“Love is not easily angered; does not fly off the handle” – 1 Corinthians 13:5
“Anger is a short madness.” – Horace
Mom anger is an uncomfortable but important topic for us to discuss. Statistically, it holds more potential to hurt children than bullies or scary strangers at the playground because of its greater frequency and probability. In anger mothers wound spirits, identities, and worse. How do we guard against it? Address its roots: impatience, shame, helplessness and fear.
To see how this plays out, let’s revisit the story of Christmas Eve 1996 from our last discussion. You have just reduced ¾ of your dear babies to tears because you blew your top. What were the root causes of your melt down?

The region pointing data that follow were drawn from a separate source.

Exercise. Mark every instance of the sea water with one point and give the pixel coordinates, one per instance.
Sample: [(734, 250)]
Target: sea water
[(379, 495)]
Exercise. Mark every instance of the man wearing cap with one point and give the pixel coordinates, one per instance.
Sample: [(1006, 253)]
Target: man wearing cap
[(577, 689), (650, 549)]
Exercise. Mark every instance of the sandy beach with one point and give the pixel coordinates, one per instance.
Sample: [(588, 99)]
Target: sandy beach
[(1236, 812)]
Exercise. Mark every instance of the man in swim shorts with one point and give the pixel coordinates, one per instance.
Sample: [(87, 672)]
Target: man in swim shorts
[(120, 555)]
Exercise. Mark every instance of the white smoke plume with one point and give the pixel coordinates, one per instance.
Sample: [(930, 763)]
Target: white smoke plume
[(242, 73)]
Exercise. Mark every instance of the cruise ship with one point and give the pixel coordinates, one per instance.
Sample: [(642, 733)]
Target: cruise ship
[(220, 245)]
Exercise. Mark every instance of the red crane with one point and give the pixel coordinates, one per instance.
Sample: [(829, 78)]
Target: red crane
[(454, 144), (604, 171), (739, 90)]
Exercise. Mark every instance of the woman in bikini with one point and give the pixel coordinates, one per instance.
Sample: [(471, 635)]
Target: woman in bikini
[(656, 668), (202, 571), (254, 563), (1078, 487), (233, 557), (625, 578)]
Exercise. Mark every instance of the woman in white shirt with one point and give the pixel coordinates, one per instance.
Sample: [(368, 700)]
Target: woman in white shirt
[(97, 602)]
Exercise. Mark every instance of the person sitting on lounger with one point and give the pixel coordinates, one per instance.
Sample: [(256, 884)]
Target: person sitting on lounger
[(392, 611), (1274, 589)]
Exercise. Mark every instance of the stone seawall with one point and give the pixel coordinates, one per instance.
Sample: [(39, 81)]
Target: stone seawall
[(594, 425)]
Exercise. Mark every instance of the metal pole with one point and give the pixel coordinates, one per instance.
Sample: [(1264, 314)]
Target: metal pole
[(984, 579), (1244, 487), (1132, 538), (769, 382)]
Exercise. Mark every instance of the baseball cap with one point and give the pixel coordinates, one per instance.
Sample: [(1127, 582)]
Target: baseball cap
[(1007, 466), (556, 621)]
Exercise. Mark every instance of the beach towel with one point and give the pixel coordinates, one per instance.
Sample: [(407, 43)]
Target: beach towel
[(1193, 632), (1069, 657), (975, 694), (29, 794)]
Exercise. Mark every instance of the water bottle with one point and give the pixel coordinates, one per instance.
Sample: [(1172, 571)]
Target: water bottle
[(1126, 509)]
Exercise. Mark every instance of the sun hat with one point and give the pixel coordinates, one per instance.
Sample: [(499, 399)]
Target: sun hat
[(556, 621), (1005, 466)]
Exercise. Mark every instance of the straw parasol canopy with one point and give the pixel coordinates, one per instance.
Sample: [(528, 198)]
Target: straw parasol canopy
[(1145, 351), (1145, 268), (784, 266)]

Impatience: You wanted the children to clean their rooms. Not unreasonable, but the way you went about it was. First of all, it is unfair to ask three boys between the ages of 4 and 7 to go solo on picking up a space that was so trashed that an adult would have felt overwhelmed. You were impatient with their skill/maturity level and pushed them beyond it – an all too common mommy-blunder.

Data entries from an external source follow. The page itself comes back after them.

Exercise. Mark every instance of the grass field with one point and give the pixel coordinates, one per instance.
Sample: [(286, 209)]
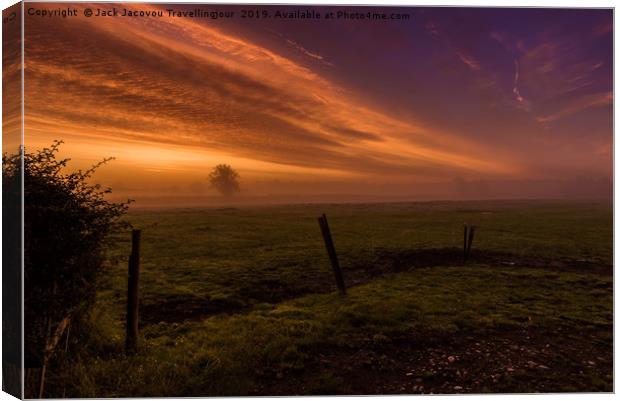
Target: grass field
[(243, 302)]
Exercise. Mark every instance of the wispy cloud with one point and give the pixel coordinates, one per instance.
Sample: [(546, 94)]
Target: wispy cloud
[(183, 83), (469, 61)]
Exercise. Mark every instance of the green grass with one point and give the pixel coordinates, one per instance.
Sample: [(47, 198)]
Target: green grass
[(238, 258)]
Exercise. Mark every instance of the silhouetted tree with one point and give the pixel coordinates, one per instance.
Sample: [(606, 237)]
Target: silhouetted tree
[(67, 227), (224, 179)]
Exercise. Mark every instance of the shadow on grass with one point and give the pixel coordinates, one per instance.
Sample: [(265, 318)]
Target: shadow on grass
[(384, 261)]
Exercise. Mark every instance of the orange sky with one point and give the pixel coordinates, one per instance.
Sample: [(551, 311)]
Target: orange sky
[(169, 98)]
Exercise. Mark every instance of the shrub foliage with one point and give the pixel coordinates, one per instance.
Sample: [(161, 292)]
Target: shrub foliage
[(67, 227)]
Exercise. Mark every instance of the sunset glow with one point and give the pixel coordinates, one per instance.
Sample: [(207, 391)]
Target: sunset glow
[(451, 104)]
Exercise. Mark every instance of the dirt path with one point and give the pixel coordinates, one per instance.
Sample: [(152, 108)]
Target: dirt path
[(504, 362)]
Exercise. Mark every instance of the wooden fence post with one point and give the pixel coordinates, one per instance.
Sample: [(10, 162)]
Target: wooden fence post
[(131, 339), (331, 252), (468, 238)]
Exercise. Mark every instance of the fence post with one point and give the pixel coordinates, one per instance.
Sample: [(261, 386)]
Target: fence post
[(465, 232), (131, 339), (331, 252), (472, 230)]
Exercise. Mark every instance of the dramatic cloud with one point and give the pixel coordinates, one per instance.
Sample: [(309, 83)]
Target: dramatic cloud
[(172, 96)]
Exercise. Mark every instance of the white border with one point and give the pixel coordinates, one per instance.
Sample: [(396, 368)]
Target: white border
[(458, 3)]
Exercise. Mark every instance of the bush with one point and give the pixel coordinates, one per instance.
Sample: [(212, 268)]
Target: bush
[(67, 227)]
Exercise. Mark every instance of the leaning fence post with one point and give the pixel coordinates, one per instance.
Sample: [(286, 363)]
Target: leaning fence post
[(331, 252), (472, 229), (131, 339), (465, 232)]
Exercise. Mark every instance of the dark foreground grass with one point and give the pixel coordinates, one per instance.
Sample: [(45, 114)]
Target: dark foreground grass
[(239, 302)]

Shame: You can fight me on this if you wish, but no matter how old you get you will always long for Mom’s approval and feel shame when you don’t get it. That Christmas Eve you weren’t laboring out of love for your family; instead, your motivation was overcoming your Mom’s previously shaming remarks.

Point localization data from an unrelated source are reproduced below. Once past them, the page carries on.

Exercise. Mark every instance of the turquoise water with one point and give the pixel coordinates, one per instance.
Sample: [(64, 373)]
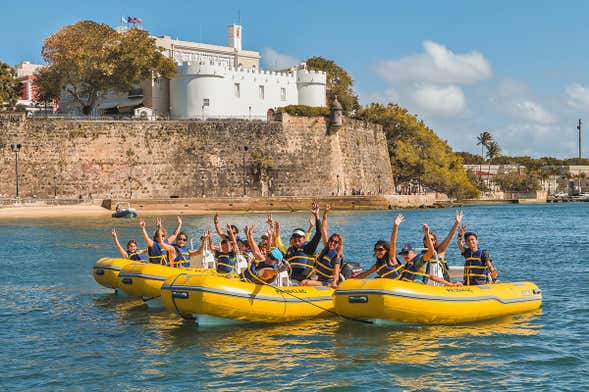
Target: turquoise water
[(62, 331)]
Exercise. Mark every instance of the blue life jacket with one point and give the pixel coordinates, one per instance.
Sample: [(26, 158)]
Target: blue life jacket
[(225, 262), (415, 270), (157, 255), (135, 256), (475, 269), (183, 255), (325, 263), (300, 261), (384, 270), (250, 273)]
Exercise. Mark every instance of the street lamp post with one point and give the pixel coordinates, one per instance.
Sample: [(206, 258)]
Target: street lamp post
[(245, 148), (16, 149)]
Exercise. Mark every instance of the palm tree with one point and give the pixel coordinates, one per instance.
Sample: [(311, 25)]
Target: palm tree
[(493, 151), (483, 140)]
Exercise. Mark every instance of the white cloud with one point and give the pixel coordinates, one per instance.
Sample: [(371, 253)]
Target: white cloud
[(444, 101), (274, 60), (577, 96), (533, 112), (438, 65)]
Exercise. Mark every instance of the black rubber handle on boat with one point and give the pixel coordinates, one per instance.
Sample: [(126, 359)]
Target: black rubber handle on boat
[(320, 307), (174, 299)]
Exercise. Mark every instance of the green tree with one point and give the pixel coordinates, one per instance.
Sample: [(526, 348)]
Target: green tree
[(483, 140), (493, 151), (339, 83), (88, 59), (10, 86), (416, 152)]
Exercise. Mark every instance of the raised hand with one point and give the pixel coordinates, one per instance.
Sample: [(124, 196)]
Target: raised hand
[(315, 209), (399, 219), (461, 230), (459, 215)]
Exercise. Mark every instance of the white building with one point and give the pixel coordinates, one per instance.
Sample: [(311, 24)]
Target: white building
[(209, 89), (214, 81)]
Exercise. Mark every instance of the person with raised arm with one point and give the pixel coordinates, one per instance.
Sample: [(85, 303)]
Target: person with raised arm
[(131, 253), (329, 260), (158, 250), (226, 253), (438, 266), (183, 253), (301, 254), (225, 236), (416, 267), (478, 265), (265, 265), (386, 266)]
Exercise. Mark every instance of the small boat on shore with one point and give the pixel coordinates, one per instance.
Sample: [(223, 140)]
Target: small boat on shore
[(206, 296), (407, 302), (106, 271), (124, 210)]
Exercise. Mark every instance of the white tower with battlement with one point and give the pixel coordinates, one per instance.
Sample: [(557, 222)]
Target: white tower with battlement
[(234, 35)]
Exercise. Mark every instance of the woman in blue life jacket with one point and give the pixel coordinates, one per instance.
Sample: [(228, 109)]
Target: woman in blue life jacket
[(265, 265), (225, 253), (301, 254), (183, 253), (329, 261), (416, 265), (159, 251), (386, 265), (478, 266), (131, 253)]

Helplessness: The goals you set that day were too impossible to reach at the level of excellence you were aiming for. Believing that a “good mom/wife/woman” would easily achieve it all, you were trying to prove yourself to yourself. Unfortunately you couldn’t make the cookies rollout right (choosing a new recipe was not the wisest), make three small boys clean like adults, and get everything else on your list done. You were helpless.
Fear: This was the main issue, really. Subconsciously you had decided that if you couldn’t pull off Christmas Eve the way you envisioned then your worst fears were true: you are not good enough.
This story actually has a happy ending. After blowing it, you see the roots of your anger and how silly it all is. Then you go back into the boys’ room, apologize, give hugs, wipe tears away and give them your full attention. In a sudden moment of inspiration you turn room cleaning into a game. “Alright, boys, let’s see how fast you can get all of your dirty clothes in the hamper. Ready, set, go!” They totally get into it so you repeat this for books and toys. They have a blast, the room is clean, you call Troy, he picks up some cookies from the store on the way home from work and you have a pleasant rest of the day. If only you could have done all this before you lost your temper!
So, when you start to drift from irritation to anger, ask yourself: what is the root of my frustration: impatience, shame, helplessness, or fear? Dealing with the root cause(s) will start you on the road to a solution instead of adding to the problem.